A Shatila, un campo profughi palestinese in Libano dove miliziani cristiani massacrarono centinaia e forse anche di più dopo che i combattenti palestinesi si erano ritirati nel 1982, c’è ancora l’iconografia di un’epoca passata. Ma i poster di Arafat e le massime del suo movimento, Fatah, sono sbiaditi. Persino le immagini sembrano obsolete; le montature degli occhiali sono spesse e fuori moda. “La nazione di Maometto”, recitano adesso gli slogan.

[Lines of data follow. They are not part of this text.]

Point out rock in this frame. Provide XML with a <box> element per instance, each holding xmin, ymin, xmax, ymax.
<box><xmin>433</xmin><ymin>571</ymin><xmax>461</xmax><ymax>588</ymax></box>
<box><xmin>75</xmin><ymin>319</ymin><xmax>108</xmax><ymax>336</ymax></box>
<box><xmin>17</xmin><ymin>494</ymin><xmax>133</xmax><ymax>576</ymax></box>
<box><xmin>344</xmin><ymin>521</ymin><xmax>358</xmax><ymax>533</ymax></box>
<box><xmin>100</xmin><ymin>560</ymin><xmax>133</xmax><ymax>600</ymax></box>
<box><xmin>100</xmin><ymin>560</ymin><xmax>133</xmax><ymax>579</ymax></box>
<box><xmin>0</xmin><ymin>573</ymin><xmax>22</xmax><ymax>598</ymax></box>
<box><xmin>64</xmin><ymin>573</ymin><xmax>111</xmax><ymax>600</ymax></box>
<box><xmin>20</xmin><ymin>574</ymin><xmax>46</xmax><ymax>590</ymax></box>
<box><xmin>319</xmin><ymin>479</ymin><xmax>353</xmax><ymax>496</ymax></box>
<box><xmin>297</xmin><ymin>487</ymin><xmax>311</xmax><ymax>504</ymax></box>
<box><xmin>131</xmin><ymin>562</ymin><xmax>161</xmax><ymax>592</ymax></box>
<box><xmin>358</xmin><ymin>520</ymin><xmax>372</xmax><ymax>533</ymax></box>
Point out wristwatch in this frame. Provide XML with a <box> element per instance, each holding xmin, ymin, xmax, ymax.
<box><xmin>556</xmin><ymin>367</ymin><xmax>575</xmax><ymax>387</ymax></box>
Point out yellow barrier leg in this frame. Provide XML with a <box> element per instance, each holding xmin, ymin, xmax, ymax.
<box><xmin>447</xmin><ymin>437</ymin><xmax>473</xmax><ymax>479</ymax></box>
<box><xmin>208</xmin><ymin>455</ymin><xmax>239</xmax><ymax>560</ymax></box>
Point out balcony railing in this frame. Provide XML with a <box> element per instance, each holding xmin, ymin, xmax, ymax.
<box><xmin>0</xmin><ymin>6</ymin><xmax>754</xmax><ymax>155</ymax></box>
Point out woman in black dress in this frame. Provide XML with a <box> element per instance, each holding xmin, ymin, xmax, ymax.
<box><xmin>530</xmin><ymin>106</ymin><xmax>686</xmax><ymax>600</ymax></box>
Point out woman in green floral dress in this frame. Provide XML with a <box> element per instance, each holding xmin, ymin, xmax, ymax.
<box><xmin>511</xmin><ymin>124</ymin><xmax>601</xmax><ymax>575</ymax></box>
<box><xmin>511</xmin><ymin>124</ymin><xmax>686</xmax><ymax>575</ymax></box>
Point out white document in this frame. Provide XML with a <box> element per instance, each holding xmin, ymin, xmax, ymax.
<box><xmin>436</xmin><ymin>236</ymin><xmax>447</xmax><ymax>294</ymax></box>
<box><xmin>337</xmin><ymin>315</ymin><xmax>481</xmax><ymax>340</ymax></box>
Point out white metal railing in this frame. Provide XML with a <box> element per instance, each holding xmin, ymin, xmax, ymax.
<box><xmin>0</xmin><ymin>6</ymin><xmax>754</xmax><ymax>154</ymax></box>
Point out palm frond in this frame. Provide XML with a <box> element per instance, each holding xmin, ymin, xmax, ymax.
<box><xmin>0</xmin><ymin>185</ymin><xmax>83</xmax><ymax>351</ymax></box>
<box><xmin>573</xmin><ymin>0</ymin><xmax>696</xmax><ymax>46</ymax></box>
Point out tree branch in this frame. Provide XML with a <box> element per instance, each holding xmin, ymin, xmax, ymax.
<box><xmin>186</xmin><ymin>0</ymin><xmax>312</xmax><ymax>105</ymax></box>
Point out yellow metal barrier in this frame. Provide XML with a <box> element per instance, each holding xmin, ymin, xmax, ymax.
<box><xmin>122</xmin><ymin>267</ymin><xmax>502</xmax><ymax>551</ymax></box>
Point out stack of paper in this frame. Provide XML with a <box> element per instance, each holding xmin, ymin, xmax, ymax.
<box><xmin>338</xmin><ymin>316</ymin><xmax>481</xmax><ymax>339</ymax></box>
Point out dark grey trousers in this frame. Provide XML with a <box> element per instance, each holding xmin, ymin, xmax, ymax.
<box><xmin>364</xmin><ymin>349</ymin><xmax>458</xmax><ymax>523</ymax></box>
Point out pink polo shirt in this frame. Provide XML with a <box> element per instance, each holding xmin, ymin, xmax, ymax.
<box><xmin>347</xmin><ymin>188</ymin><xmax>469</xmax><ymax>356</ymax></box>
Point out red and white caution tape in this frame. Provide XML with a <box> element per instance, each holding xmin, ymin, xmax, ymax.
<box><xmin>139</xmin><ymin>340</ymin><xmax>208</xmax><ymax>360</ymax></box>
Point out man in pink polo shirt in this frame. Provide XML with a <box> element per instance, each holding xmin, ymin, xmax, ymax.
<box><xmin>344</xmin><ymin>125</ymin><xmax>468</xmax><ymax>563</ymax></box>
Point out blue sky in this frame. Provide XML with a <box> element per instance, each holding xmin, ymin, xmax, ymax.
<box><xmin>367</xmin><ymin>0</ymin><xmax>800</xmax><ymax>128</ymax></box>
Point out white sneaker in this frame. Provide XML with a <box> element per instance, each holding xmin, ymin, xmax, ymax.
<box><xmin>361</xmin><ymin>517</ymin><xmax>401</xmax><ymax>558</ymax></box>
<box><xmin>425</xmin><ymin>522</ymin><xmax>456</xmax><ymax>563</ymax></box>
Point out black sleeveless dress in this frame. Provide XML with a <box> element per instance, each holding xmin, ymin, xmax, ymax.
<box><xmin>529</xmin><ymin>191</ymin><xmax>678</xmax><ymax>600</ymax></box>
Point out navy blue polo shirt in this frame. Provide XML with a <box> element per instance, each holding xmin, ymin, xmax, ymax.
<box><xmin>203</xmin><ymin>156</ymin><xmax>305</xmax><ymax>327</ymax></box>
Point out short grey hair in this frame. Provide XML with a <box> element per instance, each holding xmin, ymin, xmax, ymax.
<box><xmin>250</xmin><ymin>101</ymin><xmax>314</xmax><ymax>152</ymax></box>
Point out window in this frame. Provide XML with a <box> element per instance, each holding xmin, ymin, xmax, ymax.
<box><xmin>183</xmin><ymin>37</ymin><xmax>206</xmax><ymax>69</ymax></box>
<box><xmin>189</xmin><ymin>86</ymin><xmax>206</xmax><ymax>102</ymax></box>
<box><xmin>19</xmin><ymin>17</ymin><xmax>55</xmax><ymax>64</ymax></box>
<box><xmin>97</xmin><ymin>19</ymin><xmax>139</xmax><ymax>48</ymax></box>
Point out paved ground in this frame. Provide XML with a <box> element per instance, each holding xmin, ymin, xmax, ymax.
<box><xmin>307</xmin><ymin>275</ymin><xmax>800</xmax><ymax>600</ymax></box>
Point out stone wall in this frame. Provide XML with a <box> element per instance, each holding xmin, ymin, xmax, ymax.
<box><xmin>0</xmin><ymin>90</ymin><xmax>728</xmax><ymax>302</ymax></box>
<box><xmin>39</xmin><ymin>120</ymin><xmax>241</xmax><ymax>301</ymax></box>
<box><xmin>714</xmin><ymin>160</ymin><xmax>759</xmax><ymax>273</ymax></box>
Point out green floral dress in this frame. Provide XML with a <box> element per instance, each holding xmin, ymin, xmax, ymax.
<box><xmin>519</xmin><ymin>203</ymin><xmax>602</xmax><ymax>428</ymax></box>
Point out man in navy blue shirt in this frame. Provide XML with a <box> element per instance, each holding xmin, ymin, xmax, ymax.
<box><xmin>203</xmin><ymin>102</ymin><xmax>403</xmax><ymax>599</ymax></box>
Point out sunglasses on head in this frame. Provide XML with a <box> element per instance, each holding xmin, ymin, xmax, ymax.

Si snodano lungo la stradina, oltre i bambini palestinesi che giocano nelle discariche privi di quasi ogni speranza di tornare nella terra dei loro antenati, oltre i fili elettrici intricati che formano una ragnatela e che in quanto a malfunzionamento fanno a gara con quelli di Baghdad, oltre il tanfo rivelatore dei liquami. “Il martirio è vita”, recita un poster. “Jihad fino alla vittoria o martirio”, aggiunge un altro.

Nella sua drogheria, Ghassan Abdel-Hadi, padre di quattro figli, siede con alcuni parenti pochi giorni dopo la visita di Ahmadinejad. In fondo alla via c’è stata una denuncia dell’Autorità Palestinese, accusata di essere dei “lacchè americani”. Un commerciante elogia Hezbollah per aver pagato l’operazione di suo padre. Lo stesso Abdel-Hadi non è un ideologo . Nutre garbatamente delle speranze anche se, in modo pragmatico, teme il peggio.

“Quando nessuno ti sostiene, devi fare affidamento su Dio”, dice il negoziante. “Riponi la tua fiducia in lui e vai avanti per affrontare quello che ti aspetta”.